The IEEE 1394 Trade Association has announced a new FireWire specification that the group claims is capable of delivering up to 3.2Gb per second of throughput. The new interface (officially known as S3200) is directly based upon the 1394b/FireWire 800 standard and uses the same physical connectors, arbitration, and protocols as its predecessor. In theory, this should allow vendors to roll out S3200-capable silicon in a very short amount of time.
(As a clarifying point, please note that while 1394a and 1394b are largely considered synonymous with FireWire 400 and FireWire 800, the terms 1394c and S3200 refer to two different specifications. S3200 is an extension and acceleration of current 1394b technology, while 1394c offers 1394b speed and capability over standard Cat 5e cable. To date, no implementations of 1394c have been seen in the wild.)
There's no word on when S3200 devices might hit the market, but the 1394 Trade Association expects the standard to be fully ratified by early February. That's well ahead of USB 3.0, the closest competition to the spec. At IDF this year, Intel's Pat Gelsinger forecast USB 3.0 ratification sometime within the first half of 2008. S3200 could conceivably hit the market faster depending on its ease of implementation, but whether or not earlier device availability will translate into improved consumer uptake is open for debate.
Maximum theoretical data throughput will definitely be a point of contention between the two standards. Intel has stated thatit expects USB 3.0 to be 10 times as fast as USB 2.0, which would give it a 4.8Gbps transfer rate. In contrast, the current iteration of S3200 will top out at 3.2Gbps. It's impossible to predict how much the throughput difference between the two standards will impact real-world device performance, but it's definitely a marketing edge that USB 3.0 proponents will lean on.
Of course, FireWire—up to and including S3200—has always offered certain advantages that USB lacks. Not only is it markedly less CPU-intensive due to its peer-to-peer nature (USB is master/slave), but FireWire is capable of delivering more power over a single cable. FireWire also allows for cable runs of up to 100 meters; USB 2 allows for a mere fraction of this, though USB 3.0 should increase cable lengths considerably.
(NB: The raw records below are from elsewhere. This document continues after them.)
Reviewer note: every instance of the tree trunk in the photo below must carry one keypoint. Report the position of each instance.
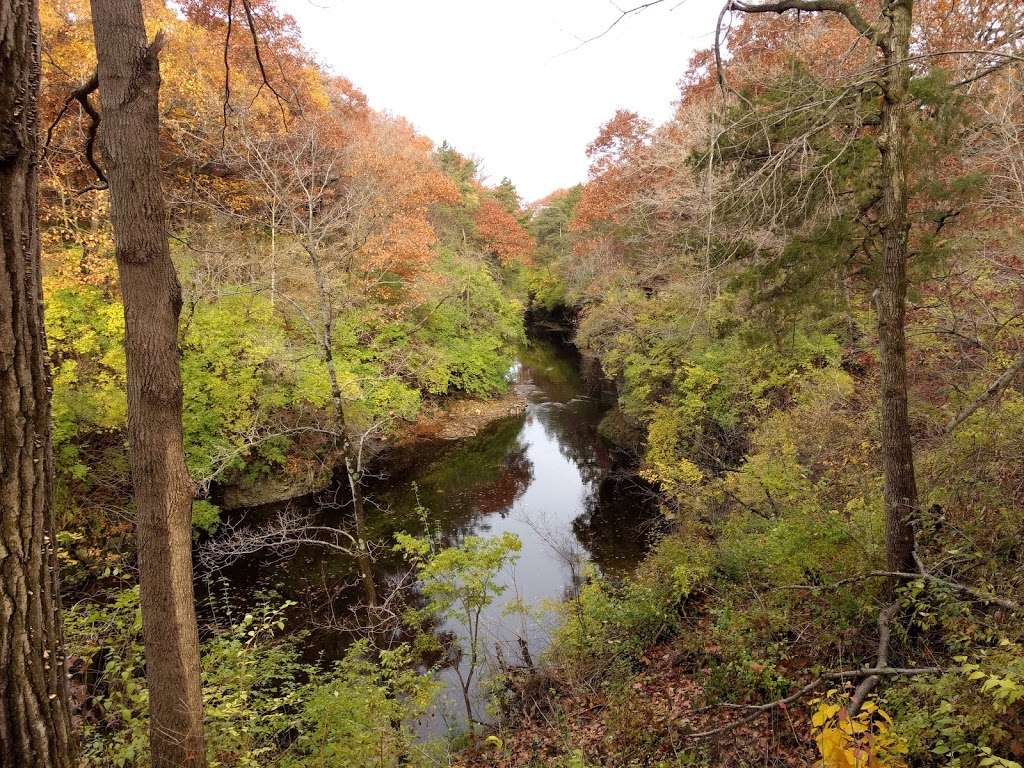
(897, 452)
(129, 84)
(353, 465)
(35, 726)
(354, 475)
Intel has not shared much on the degree to which the USB 3.0 standard will address the cable length and power concerns, though in all fairness, it may not matter. FireWire has held a notable technical advantage for years and has still failed to supplant the existing USB standard. FireWire's critics point to the standard's proprietary nature and royalty-based revenue model as the reason for its failure to dethrone USB. Whatever the reason, the fact remains that outside of the Mac world, FireWire ports are typically available only via add-in cards or on certain higher-end motherboards.
FireWire isn't just going to go away, however—it's currently included on a number of set-top cable boxes and is deployed in certain military situations. But that doesn't mean a new specification will trigger a fresh wave of peripherals, either. The peripheral interconnect market is already crowded; USB 2 is already popular, and eSATA support is growing. Combine this with the inevitable swarm of USB 3.0 products, and S3200 may end up buried, save for its continued presence and popularity in the market niches where FireWire has already established itself.